14 juin 2018

Tout s'explique

Les députés argentins votent le droit à l’IVG

Comment les députés se sont-ils prononcés ?

Au terme de 23 heures de débats qui se sont poursuivis jusqu’au matin, les députés argentins ont adopté un projet de loi légalisant l’interruption volontaire de grossesse (IVG) par 129 voix contre 123. Le texte l’autorise dans un délai de 14 semaines (il est de 12 semaines en France). Arborant des foulards verts, le symbole de leur cause, des milliers de partisans de la légalisation ont campé devant le bâtiment du Parlement jusqu’au vote final. Selon plusieurs enquêtes menées par l’université publique Tres de Febrero et par le journal Clarin, entre 58 % et 62 % des Argentins sont favorables à la légalisation de l’avortement. Le texte doit encore être approuvé par le Sénat. Jusqu’ici, l’IVG n’est autorisée dans le pays qu’en cas de viol ou de danger pour la vie de la mère. La loi, qui remonte à 1921, prévoit des peines comprises entre un et quatre ans de prison pour les femmes y ayant recours.

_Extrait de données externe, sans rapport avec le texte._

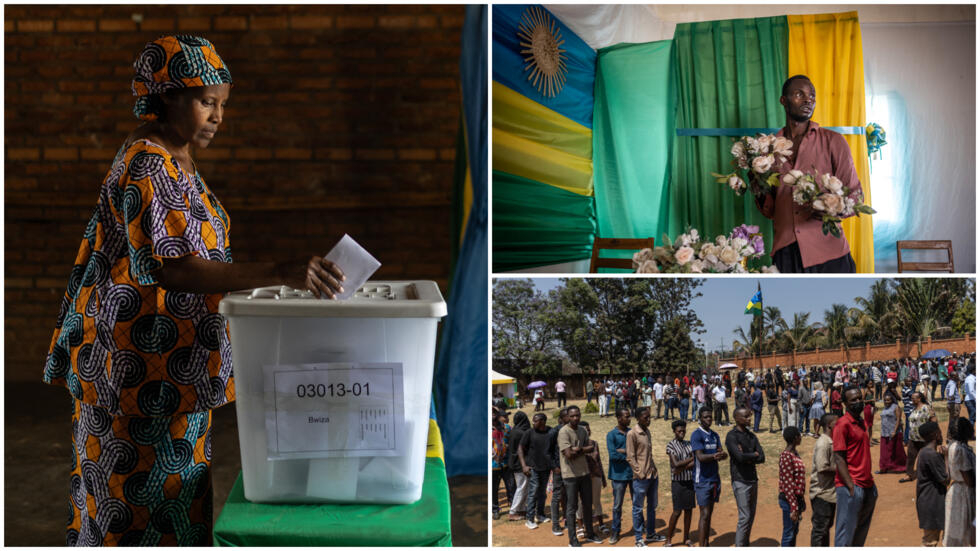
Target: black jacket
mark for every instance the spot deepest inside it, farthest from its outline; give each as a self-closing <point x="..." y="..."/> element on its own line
<point x="740" y="445"/>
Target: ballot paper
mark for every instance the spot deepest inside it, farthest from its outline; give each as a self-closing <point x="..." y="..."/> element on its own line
<point x="358" y="265"/>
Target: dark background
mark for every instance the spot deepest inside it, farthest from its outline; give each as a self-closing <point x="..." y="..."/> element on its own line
<point x="343" y="119"/>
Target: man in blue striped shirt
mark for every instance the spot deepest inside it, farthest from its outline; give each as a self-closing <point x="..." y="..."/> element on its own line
<point x="707" y="482"/>
<point x="620" y="472"/>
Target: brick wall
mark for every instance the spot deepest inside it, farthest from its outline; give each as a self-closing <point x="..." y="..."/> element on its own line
<point x="342" y="119"/>
<point x="866" y="353"/>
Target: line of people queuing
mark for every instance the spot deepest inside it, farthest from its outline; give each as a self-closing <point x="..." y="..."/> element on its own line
<point x="841" y="479"/>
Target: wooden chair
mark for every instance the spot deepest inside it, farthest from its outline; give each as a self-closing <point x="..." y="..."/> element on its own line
<point x="926" y="266"/>
<point x="617" y="244"/>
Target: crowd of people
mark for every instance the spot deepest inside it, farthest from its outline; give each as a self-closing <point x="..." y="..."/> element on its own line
<point x="836" y="405"/>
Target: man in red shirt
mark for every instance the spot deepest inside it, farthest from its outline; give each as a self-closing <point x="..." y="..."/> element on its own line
<point x="799" y="244"/>
<point x="855" y="487"/>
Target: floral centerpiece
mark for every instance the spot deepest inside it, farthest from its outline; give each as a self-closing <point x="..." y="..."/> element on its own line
<point x="754" y="160"/>
<point x="827" y="196"/>
<point x="690" y="254"/>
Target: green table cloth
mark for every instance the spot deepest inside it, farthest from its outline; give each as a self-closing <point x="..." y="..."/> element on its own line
<point x="425" y="522"/>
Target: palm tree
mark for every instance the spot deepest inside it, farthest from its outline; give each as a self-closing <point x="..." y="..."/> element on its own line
<point x="750" y="342"/>
<point x="836" y="323"/>
<point x="801" y="334"/>
<point x="773" y="323"/>
<point x="924" y="305"/>
<point x="875" y="316"/>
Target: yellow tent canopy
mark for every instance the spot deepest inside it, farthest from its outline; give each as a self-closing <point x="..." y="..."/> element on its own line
<point x="499" y="379"/>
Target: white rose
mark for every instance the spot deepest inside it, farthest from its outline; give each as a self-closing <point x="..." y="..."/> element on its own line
<point x="648" y="267"/>
<point x="728" y="256"/>
<point x="641" y="256"/>
<point x="798" y="196"/>
<point x="782" y="146"/>
<point x="738" y="150"/>
<point x="765" y="142"/>
<point x="833" y="204"/>
<point x="831" y="183"/>
<point x="762" y="164"/>
<point x="684" y="255"/>
<point x="736" y="183"/>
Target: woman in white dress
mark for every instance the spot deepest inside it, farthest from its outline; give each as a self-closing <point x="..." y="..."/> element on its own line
<point x="961" y="498"/>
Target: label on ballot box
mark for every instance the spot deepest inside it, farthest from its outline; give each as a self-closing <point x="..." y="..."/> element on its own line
<point x="334" y="410"/>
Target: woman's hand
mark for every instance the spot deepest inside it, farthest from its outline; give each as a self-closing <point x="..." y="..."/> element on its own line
<point x="323" y="277"/>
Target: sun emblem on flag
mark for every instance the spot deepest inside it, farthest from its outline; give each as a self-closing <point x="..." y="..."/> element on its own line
<point x="543" y="55"/>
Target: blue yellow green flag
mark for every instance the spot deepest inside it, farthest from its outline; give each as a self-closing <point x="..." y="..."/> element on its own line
<point x="754" y="306"/>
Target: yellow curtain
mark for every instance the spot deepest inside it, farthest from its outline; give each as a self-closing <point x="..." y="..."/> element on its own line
<point x="537" y="143"/>
<point x="827" y="48"/>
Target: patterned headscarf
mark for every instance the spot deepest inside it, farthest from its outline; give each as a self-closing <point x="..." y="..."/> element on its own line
<point x="171" y="62"/>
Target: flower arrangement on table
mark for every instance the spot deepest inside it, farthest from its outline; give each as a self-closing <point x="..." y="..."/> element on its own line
<point x="755" y="159"/>
<point x="690" y="254"/>
<point x="828" y="197"/>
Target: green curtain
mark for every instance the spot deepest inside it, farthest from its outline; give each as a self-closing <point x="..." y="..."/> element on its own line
<point x="727" y="74"/>
<point x="536" y="224"/>
<point x="633" y="128"/>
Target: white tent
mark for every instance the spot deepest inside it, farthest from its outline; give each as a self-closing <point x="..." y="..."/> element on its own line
<point x="505" y="384"/>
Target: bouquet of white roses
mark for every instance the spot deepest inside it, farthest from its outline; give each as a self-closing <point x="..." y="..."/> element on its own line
<point x="827" y="196"/>
<point x="754" y="161"/>
<point x="689" y="254"/>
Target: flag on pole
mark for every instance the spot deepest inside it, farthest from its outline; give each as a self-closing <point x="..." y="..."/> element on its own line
<point x="754" y="306"/>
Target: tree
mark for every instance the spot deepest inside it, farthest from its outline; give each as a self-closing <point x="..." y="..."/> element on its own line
<point x="801" y="335"/>
<point x="836" y="323"/>
<point x="675" y="351"/>
<point x="923" y="305"/>
<point x="965" y="319"/>
<point x="612" y="323"/>
<point x="751" y="342"/>
<point x="522" y="330"/>
<point x="875" y="315"/>
<point x="773" y="323"/>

Comment le débat a-t-il émergé dans le pays ?

Depuis le retour de la démocratie en Argentine en 1983, six projets de loi pour légaliser l’avortement ont été rejetés. En 2012, la Cour suprême a autorisé l’IVG pour les femmes ayant subi un viol. En mars, poussé par la mobilisation populaire autour d’un réseau d’associations, le président de centre droit Mauricio Macri, au pouvoir depuis décembre 2015, a autorisé le débat au Parlement, tout en se prononçant contre la légalisation à titre personnel. En huit ans de mandat, l’ex-présidente Cristina Kirchner (gauche), qui avait défendu la loi autorisant le mariage homosexuel votée en 2010, n’avait jamais soutenu une telle initiative. Selon les estimations du ministère de la Santé argentin, entre 350 000 et 450 000 femmes interrompent leur grossesse chaque année dans le pays et près de 50 000 femmes ont subi en 2016 des complications à la suite d’un avortement clandestin.

Quelle est la situation dans le reste de l’Amérique latine ?

Seuls deux pays en Amérique latine ont légalisé l’IVG, l’Uruguay, en 2012, et Cuba, qui l’a fait entrer dans sa législation dès 1965. Au Mexique, il n’est autorisé que dans la ville de Mexico depuis 2007. Plusieurs pays l’autorisent néanmoins dans des cas tels que le viol ou le danger pour la vie de la mère. L’avortement est totalement interdit en République dominicaine, au Honduras, au Nicaragua et au Salvador. Dans ce dernier pays, l’avortement est passible de 30 ans de prison. Au Chili, où l’IVG avait été interdite en 1989 pendant la dictature du général Pinochet, elle a été autorisée en cas de viol ou de danger pour la mère en 2017.